Updegrove claims that Johnson didn’t receive the credit or attention he deserved, partly because he didn’t photograph well and didn’t perform particularly well on television. He was, by all accounts, a complex man who is best remembered, not by the public, but by those who knew him well. The book, Updegrove says, aims to “provide a portrait of Johnson through the stories and recollections of the people who were there with him day in and day out during his presidency…and through Johnson’s own recollections and his own words, in phone conversations as history was being made.”
Regardless of the history, it’s the enhanced e-book’s multimedia features that put us on the edge of our seats. The book includes more than 100 extras–Photos and documents (written speeches and personal letters), audio files of radio and phone conversations, as well as video from his few television appearances. The private phone conversations especially help the reader grasp Johnson’s personality; some recordings capture him being charming and funny while others catch a cruder side. We also found the multimedia elements do a good job of depicting Johnson’s entire life, not just his Presidential life, including letters from when he was in the Navy and photos from after he left office.

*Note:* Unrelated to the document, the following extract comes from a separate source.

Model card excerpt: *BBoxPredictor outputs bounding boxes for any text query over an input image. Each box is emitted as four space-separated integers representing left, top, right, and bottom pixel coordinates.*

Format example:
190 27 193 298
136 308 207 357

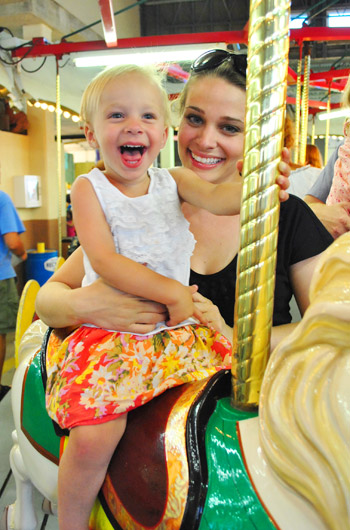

The digital table of contents makes it easy for readers to go in chapter-by-chapter order or skip around. There’s also an Index of Voices page that outlines all the figures mentioned in the book and what relation they had to Johnson, and if they were government figures what years they served. Our only gripe about this Index is that it doesn’t appear to list the figures in any particular order; it’s certainly not in alphabetical nor does it appear to be in chronological, which complicates the historical storyline. A List of Enhancements navigation page lets you skip to the multimedia features you want rather than slogging through the actual text.
The meat of the book–the text–consists of quotes from those who knew him well, quotes from Johnson himself and Updegrove’s narrative detailing the life of a powerful and determined man. Footnotes appear frequently, linking to an explanations of textual allusions. And an Index in the back of the book helps readers search and find key terms in the text for quick referencing.
“Indomitable Will: LBJ In the Presidency” ($15.99) brings readers a new understanding of Lyndon B. Johnson with its insight into the minds of those who knew him best. The Enhanced Nook Book, which we tested on the Nook Tablet, takes that a step further, introducing key multimedia to get a taste and feel for how the former president operated. The hardcover version of this book is just $1 more, but doesn’t offer all the tantalizing extras found here. Updegrove is right, some presidents inevitably receive more attention than others, but this interactive biography gives readers an inside look on one of the nation’s lesser talked-about leaders.